In 2019 and 2020, he was approaching 40%. However, when he does swing out of the zone, he’s making contact 70.8% of the time, compared to just 64.8% of the time between 2018-2020. Moran has also decreased his swinging strike percentage to just 9.3%. His 12.2% walk rate is the best mark he’s put up in his career so far, and currently ranks in the top 74th percentile of all MLB batters.
However, there are some concerns with his season so far. He’s striking out 30.8% of the time, impart due to a notable decrease in zone contact percentage. Before 2021, he was making contact with pitches in the zone at a 87.4% rate, but so far this year, he’s only making that kind of contact 80% of the time. He’s also had a high .394 batting average on balls in play, granted batting average on balls in play needs a much larger sample size to give you an accurate reading.
Still, Moran comes in with an xwOBA of .397, just .022 points lower than his actual wOBA. He also has a similar expected batting average and expected slugging percentage compared to his actual marks. The fact that Moran is making hard contact consistently while putting the ball in the air without being predictable is very promising.

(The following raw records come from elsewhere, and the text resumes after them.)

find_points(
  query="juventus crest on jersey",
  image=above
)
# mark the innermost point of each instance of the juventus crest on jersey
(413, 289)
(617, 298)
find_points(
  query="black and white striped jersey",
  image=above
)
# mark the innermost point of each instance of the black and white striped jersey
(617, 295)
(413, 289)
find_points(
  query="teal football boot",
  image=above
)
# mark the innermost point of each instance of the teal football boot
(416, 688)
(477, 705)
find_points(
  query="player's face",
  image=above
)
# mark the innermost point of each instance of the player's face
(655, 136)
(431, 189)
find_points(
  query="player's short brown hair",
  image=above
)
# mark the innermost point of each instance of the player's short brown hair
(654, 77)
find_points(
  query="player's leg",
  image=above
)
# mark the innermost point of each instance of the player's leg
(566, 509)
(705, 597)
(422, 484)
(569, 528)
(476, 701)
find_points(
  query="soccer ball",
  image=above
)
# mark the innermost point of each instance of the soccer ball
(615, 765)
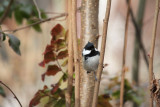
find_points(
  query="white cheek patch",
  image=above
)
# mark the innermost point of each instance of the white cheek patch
(86, 52)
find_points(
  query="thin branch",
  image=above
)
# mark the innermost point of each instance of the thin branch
(139, 38)
(103, 44)
(38, 22)
(76, 54)
(70, 57)
(60, 66)
(151, 56)
(11, 92)
(6, 11)
(38, 10)
(124, 56)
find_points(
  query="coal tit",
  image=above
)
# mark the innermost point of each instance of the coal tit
(90, 58)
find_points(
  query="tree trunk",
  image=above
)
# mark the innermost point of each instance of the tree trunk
(89, 32)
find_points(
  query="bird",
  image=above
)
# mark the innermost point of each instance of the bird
(90, 58)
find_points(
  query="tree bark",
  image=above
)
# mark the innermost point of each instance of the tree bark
(89, 32)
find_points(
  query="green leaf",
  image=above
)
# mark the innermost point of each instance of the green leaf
(14, 43)
(2, 93)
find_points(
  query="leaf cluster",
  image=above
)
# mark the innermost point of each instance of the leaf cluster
(55, 51)
(13, 41)
(21, 11)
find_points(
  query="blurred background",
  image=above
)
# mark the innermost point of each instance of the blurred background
(23, 74)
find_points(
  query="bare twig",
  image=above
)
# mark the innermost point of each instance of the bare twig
(6, 11)
(38, 22)
(139, 39)
(70, 58)
(38, 10)
(103, 44)
(151, 56)
(124, 56)
(11, 92)
(76, 54)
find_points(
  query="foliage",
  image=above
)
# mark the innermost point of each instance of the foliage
(20, 10)
(55, 51)
(13, 41)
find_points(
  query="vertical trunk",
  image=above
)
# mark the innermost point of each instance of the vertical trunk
(140, 14)
(76, 53)
(89, 32)
(151, 57)
(135, 66)
(70, 58)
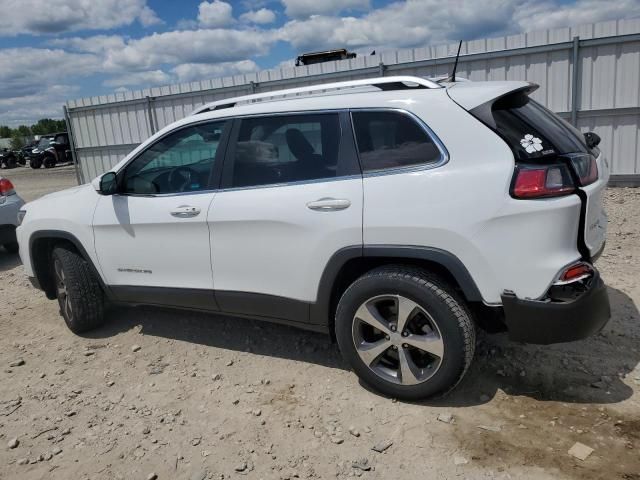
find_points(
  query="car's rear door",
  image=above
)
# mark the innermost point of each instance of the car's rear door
(291, 198)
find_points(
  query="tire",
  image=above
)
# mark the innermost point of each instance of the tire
(49, 161)
(79, 294)
(437, 320)
(11, 247)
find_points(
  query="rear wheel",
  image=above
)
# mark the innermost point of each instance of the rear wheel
(79, 294)
(405, 332)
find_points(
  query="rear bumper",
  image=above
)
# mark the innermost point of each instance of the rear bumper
(545, 322)
(7, 234)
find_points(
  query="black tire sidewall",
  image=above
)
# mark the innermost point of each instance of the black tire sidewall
(453, 363)
(11, 247)
(79, 282)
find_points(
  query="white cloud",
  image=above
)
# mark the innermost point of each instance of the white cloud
(401, 24)
(306, 8)
(262, 16)
(27, 109)
(40, 17)
(147, 78)
(189, 46)
(215, 14)
(27, 71)
(95, 44)
(189, 72)
(149, 18)
(226, 46)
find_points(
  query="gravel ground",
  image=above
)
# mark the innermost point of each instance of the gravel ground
(190, 396)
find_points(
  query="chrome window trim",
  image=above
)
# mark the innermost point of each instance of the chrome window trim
(170, 132)
(299, 182)
(444, 153)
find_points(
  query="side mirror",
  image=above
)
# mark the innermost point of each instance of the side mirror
(592, 139)
(107, 184)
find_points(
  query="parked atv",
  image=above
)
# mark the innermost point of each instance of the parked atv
(51, 150)
(8, 159)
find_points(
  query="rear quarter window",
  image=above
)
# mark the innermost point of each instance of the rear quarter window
(388, 140)
(532, 131)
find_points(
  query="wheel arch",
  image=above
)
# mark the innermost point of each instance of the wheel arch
(349, 263)
(41, 245)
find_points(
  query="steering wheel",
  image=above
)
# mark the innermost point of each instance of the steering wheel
(180, 178)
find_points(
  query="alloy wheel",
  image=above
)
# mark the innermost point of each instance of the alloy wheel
(397, 339)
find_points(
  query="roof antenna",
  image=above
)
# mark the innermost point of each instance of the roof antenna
(452, 78)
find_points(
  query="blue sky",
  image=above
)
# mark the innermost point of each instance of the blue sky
(54, 50)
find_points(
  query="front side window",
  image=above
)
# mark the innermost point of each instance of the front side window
(392, 140)
(180, 162)
(62, 140)
(285, 148)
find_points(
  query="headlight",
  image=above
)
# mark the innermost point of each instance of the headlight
(21, 214)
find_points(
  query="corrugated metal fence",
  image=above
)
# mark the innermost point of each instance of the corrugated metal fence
(589, 74)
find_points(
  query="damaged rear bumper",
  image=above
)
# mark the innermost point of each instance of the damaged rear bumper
(551, 321)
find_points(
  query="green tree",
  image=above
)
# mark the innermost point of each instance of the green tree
(23, 131)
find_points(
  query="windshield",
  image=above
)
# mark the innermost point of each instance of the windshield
(44, 142)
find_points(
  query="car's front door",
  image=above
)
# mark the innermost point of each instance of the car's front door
(291, 198)
(152, 238)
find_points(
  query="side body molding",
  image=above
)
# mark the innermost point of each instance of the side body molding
(321, 310)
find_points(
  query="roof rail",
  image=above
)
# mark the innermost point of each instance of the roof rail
(383, 83)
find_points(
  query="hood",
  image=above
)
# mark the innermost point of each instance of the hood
(470, 95)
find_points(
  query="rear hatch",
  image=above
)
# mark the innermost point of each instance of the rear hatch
(542, 141)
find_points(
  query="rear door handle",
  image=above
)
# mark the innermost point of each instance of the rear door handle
(185, 211)
(329, 204)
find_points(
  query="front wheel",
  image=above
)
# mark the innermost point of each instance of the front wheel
(405, 332)
(79, 294)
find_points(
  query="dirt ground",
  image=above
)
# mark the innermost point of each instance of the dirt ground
(190, 396)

Since arriving with the Pittsburgh Pirates, Moran has been trending in the right direction. While it is a small, less than 100 plate appearance sample size to look at, Moran’s early season performance has looked very promising. He’s striking out more often, but he’s improved other major facets of his game. He could be one of the team’s long-term middle of the order bats for the Pittsburgh Pirates if he can show that his performance since the start of last season is not a fluke.